We find a reconfiguration sequence between I and \(I_+\) using dynamic programming over vertex index with a table \(T[\cdot ]\). For notational convenience, we define \(J^{i,k} = \{v_j \in J \mid i \le j \le k\}\) for any independent set J. Let \(G_i\) be the unique component of \(G \setminus N[v_i]\) containing vertices of higher index. T[i] will be assigned some . As a base case, set \(T[0] = I\).

Define

$$ W(i,j) = {\left\{ \begin{array}{ll} T[j] &{} \text {if } v_i \in T[j] \\ T[j]^{0,k} \cup {(T[j]^{j+1,n})}^{G_j}_{v_i} &{} \text {if } R(G_j, T[j]^{j+1,n}) = \emptyset \\ ``invalid'' &{} \text {otherwise.} \end{array}\right. } $$

(Recall, the notation in the middle case invokes Lemma 3.) Say W(ij) is valid if \(0 \le j < i\) and W(ij) is an independent set and not “invalid”. Among the valid W(ij) that maximize \(|W(i,j)^{0,i}|\), set T[i] to be the W(ij) where j is least.

Lemma 5

If \(v_i \in I_+\) then \(T[i]^{0,i} = I_+^{0,i}\).

Proof

Using Propositions 10 and 11, this follows from a simple induction on the size of \(I_+\). \(\square \)

Theorem 2

Given a connected bipartite permutation graph G and an unlocked independent set I, there is a cubic-time algorithm to find \(I_+\).

Proof

Given the dynamic programming table \(T[\cdot ]\), find the least index i where \(|T[i]^{0,i}| = |I|\) and report \(I_+ = T[i]\); by Lemma 5, this is correct.

In total, \(O(n^2)\) sets W(ij) are computed, each of which takes linear time, giving cubic runtime.\(\square \)

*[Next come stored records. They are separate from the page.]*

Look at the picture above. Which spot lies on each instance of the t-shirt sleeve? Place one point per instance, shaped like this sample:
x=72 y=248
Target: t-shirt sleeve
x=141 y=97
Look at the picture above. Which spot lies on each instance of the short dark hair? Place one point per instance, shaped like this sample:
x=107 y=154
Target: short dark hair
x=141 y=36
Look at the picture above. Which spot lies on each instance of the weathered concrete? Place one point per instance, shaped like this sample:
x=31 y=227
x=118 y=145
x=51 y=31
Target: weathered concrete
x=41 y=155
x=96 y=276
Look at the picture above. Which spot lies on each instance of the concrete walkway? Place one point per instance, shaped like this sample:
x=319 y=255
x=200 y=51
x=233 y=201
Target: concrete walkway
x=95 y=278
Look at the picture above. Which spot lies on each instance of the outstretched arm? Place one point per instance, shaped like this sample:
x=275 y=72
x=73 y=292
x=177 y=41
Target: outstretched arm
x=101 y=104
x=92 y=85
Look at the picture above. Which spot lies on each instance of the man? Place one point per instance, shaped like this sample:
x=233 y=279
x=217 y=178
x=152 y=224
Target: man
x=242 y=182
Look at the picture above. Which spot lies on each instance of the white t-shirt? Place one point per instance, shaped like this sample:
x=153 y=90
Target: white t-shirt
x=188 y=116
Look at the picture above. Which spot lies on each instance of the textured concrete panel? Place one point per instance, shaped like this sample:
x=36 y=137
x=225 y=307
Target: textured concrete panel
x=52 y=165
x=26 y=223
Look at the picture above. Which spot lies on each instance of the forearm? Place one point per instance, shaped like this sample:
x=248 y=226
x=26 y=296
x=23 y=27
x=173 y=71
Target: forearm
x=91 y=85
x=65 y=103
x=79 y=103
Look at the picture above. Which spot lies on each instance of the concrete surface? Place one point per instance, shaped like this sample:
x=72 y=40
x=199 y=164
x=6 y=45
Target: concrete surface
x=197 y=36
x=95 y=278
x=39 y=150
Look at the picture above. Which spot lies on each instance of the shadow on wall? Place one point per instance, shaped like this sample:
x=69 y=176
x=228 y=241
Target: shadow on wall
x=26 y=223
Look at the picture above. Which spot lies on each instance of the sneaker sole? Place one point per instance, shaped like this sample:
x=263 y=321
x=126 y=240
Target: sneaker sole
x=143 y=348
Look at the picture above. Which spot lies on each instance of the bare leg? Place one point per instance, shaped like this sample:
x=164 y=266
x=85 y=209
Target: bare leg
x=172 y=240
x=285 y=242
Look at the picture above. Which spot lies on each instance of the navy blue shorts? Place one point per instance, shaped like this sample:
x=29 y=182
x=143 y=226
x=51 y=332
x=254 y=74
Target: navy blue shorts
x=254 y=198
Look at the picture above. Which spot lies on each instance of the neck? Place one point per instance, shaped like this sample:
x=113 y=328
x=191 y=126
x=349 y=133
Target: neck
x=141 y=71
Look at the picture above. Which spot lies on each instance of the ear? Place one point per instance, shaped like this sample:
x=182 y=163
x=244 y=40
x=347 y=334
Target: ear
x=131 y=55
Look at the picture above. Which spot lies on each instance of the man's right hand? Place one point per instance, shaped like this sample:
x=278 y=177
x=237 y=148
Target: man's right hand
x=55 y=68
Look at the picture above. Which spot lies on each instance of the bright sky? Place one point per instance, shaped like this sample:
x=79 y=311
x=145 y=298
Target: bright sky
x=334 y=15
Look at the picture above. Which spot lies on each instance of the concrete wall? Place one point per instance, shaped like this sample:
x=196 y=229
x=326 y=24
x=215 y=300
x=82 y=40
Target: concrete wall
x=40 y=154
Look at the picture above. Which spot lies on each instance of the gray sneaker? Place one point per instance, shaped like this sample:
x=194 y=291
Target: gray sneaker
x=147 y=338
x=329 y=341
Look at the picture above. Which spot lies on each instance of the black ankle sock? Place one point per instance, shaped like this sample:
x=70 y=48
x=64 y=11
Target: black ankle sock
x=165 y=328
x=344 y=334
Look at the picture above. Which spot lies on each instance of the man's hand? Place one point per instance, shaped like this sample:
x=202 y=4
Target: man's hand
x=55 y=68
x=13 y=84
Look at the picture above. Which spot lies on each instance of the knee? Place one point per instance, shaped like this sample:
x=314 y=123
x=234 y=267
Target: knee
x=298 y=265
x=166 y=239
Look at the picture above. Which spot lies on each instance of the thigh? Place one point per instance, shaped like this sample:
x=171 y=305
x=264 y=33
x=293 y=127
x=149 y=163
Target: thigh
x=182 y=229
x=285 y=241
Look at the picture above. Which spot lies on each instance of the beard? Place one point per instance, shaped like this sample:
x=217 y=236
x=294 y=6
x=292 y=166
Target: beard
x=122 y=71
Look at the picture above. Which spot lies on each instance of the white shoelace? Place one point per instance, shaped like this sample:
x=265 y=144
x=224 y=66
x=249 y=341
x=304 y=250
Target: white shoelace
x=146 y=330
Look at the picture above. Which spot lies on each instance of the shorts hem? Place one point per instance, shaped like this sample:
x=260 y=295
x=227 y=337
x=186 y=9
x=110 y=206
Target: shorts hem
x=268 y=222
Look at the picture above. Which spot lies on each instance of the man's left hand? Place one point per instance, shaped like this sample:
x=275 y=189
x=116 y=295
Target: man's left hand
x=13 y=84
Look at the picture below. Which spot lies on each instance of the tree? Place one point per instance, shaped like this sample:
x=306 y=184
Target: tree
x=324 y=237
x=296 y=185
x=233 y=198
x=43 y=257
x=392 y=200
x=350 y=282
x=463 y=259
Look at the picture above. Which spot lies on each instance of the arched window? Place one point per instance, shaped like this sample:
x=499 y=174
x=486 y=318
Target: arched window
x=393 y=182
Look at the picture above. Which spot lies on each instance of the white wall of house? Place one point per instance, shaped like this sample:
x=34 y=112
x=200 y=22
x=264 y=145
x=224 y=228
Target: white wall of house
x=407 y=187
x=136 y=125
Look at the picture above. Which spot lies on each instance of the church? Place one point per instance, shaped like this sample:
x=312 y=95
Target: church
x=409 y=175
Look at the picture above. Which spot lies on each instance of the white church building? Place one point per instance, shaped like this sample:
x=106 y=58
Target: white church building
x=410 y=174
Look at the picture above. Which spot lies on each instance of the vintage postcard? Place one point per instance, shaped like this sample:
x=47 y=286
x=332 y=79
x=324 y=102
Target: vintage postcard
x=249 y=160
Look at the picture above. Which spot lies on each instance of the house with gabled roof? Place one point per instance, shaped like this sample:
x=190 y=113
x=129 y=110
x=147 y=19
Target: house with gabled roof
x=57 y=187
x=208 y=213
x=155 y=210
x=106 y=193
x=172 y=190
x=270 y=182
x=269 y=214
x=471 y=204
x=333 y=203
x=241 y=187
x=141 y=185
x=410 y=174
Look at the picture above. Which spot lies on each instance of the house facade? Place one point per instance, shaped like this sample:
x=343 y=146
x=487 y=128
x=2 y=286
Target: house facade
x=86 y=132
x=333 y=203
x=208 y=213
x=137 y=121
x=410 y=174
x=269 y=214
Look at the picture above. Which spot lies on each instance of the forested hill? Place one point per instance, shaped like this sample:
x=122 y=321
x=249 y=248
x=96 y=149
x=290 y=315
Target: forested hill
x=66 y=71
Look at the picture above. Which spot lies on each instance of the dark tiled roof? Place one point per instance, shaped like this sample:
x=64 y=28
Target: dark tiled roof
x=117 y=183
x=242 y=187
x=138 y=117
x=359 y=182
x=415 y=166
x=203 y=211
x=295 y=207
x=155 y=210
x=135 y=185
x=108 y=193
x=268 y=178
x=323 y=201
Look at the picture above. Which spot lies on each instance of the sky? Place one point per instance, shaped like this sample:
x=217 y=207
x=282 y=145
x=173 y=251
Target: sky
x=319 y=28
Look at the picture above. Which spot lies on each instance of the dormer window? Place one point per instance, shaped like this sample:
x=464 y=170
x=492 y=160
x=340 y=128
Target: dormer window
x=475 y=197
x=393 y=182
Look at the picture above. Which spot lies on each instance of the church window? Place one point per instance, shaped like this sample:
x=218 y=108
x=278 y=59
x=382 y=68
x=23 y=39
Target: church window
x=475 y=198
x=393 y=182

Given this, proving the main theorem is straightforward:

Proof

(of Theorem 1 ). As input, we are given a bipartite permutation graph G and two independent sets I and J. If \(R(G, I) \ne R(G, J)\), then output “no”. Otherwise, form \(G' = G \setminus N[R(G, I)]\). For each C component of \(G'\), find \(I' = I \cap C\) and \(J' = J \cap C\); then find \(I'^+\) and \(J'^+\) using Theorem 2. If in any component, \(I'^+\) and \(J'^+\) differ, then output “no”. Otherwise, it must be that \(I \overset{G}{\leftrightsquigarrow } J\). \(\square \)

5 Sliding Token on Bipartite Distance-Hereditary Graphs

In this section, we give an additional application of the techniques built in Sect. 3. A graph is distance-hereditary if the distance between two vertices in any connected induced subgraph is exactly the distance in the original graph. One characterization of bipartite distance-hereditary graphs is graphs obtainable from a single vertex by repeatedly picking a vertex v in the graph and then adding a new vertex w with either \(N(w) = \{v\}\) (pendant) or \(N(w) = N(v)\) (twin).

Theorem 3

There is a polynomial-time algorithm to decide Sliding Token on bipartite distance-hereditary graphs.

Proof

Let \(I_0\) and \(J_0\) be independent sets of the same cardinality on bipartite distance-hereditary graph G. We analyze the following algorithm.

We can assume, using Lemma 2 and Proposition 4 that \(R(G, I) = R(G, J) = \emptyset \). Repeatedly:

  1. 1.

    If \(N(v) = N(w)\) for any vw, use Lemma 3 to place a token on v in I and in J, and then delete w.

  2. 2.

    Else, if there is a pendant v whose neighbor w has degree 2, use Lemma 3 to place a token from I and from J on v, then delete N(v).

  3. 3.

    Otherwise, compute a sequence of operations used to construct the graph and look at the last twin operation used. At least one of the two involved vertices must have a pendant. Use Lemma 3 to place a token from I and from J on the pendant and delete it and its neighborhood.

Bipartite distance-hereditary graphs are closed under vertex deletion, so after each iteration the graph remains bipartite distance-hereditary. Suppose that before an iteration, \(R(G, I) = \emptyset \). Let \(G', I', J'\) be the graph and independent sets after the iteration. We show that \(R(G', I') = R(G', J') = \emptyset \).

In case (1), since \(N_G(v) = N_G(w)\) and \(v \in I' \cap J'\), we have \(N_G(w) \cap I' = N_G(w) \cap J' = \emptyset \). Lemma 4 implies \(R(G', I') = R(G', J') = \emptyset \). In cases (2) and (3), if there is a token on any neighbor u of w besides v in \(I'\), then after invoking Algorithm 2, there must be an intermediate independent set \(I''\) where \(v \in I''\) but \(u \not \in I''\). From \(I''\), Lemma 4 completes the proof. \(\square \)

6 Discussion

We show that Sliding Token can be efficiently decided on bipartite permutation graphs and bipartite distance-hereditary graphs. The results of [5] show that Sliding Token is PSPACE-hard on AT-free graphs, which are a natural generalization of bipartite permutation graphs to non-bipartite graphs. This suggests that bipartitedness is closely related to the complexity of Sliding Token .

The complexity of Sliding Token on bipartite graphs remains a compelling topic for future research; the tools developed here tackle rigidity but need strengthening to be able to decide Sliding Token when dynamic programming does not fit as naturally.